One colleague had commented during the hearing that “it was always a concern that you could walk in and find Eileen dead on the floor”.
Eileen Jolly v Royal Berkshire NHS Foundation Trust
Mrs. Jolly joined the East Berkshire College of Nursing and Midwifery in 1991 and remained employed by the various changing entities that became the Royal Berkshire NHS Foundation Trust until her dismissal in 2017.
She worked as a medical secretary to a surgeon who undertook various urgent and non-urgent cancer surgeries. Part of her remit was to keep a list of people waiting for non-urgent surgery, separate from the hospital’s waiting list to alert the surgeon when patients were coming close to breaching the 52 week waiting time from their initial referral.
In 2015 the record system was made electronic and the Mrs. Jolly’s job title was changed from ‘medical secretary’ to ‘patient pathway coordinator’. It was not explained clearly to her what this change of role entailed. She was required to attend waiting list training. However it was reported that the session was short and had to be rescheduled as the trainer could not tell employees how to use part of the system. The rescheduled session ultimately did not take place.
Mrs. Jolly was invited to meet with the director of operations on 08 September 2016. He informed her that she was being investigated and she was put on ‘special leave’. She received a letter dated 29 September 2016 that detailed concerns about her capabilities within her role due to a “third serious incident in two years regarding 52 week breaches of the referral to treatment standard in the waiting list”. She said she had no idea what these breaches were.
The investigator attempted to interview Mrs. Jolly multiple times, however she was unable to attend for various reasons and he decided to proceed in her absence. The investigator interviewed some of Mrs. Jolly’s colleagues who made comments about her age, health and mobility, which were incorporated into the investigation report and which Mrs. Jolly found hurtful.

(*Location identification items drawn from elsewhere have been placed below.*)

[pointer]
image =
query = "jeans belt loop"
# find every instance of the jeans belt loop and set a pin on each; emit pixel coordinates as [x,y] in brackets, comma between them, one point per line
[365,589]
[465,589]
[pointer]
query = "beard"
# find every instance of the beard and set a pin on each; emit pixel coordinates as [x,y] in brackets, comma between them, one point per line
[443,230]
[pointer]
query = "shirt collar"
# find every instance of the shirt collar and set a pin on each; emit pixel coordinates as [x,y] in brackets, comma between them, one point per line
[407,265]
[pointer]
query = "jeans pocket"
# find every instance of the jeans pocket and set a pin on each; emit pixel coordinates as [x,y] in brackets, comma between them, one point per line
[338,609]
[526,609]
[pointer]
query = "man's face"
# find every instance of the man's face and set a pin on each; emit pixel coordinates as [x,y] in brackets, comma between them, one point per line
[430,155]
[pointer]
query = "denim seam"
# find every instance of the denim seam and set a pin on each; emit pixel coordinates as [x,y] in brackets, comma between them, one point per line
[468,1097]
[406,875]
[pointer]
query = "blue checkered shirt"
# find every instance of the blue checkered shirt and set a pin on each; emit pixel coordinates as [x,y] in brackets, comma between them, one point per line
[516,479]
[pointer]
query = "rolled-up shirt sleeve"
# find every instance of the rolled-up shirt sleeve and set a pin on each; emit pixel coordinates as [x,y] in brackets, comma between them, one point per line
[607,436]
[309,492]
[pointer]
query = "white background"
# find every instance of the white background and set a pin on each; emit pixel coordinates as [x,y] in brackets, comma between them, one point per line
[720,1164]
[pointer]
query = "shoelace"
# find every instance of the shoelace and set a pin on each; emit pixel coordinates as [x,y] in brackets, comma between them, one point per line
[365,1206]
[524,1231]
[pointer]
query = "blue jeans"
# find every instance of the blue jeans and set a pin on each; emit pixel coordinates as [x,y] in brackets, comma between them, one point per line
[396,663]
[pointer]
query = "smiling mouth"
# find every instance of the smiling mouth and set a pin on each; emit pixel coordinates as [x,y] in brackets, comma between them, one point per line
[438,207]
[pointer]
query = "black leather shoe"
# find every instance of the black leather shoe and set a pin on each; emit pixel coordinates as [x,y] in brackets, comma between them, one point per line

Mrs. Jolly raised a grievance which her employer failed to deal with.
When Mrs. Jolly did meet with management in January 2017 she was dismissed for failing to carry out her duties in managing the waiting list. She appealed against the decision to dismiss her, however, she was incorrectly told that her appeal was out of time and Mrs. Jolly’s letter pointing out the Respondent’s mistake was ignored.
She brought claims for unfair dismissal, discrimination of the grounds of age, disability discrimination and breach of contract successfully.
Employment Tribunal decision
The Tribunal found, amongst other things, that there was no evidence that there was an issue with Mrs. Jolly’s capabilities, that the Trust failed to investigate comments made by Mrs. Jolly’s colleague’s which constituted acts of age and disability discrimination, and that Mrs. Jolly had been discriminated against because of her disabilities and her age in breach of the Equality Act 2010. It also found a comment regarding “old secretarial ways” meant that she was treated differently to a younger comparator with regard to providing training.
A further hearing to consider remedy will take place in October 2019.
This case highlights the potential risks involved when an employer makes assumptions about an employee based on their age. When the remedies hearing takes place in October, Mrs. Jolly is likely to receive a substantial award for injury to feeling as a result of the way her employment was terminated. She will also be compensated for any loss of earnings she has suffered.
Employers should conduct thorough investigations when issues are raised by colleagues regarding an employee’s perceived lack of competence. Investigations, should be balanced and look at evidence not only supporting the allegations, but also for evidence disproving the allegations.
Employers should not discriminate against a person because of disability, age or any of the other protected characteristics under the Equality Act 2010.
Failure to provide training to an employee due to their age is specifically mentioned in the new ACAS guidance on age discrimination.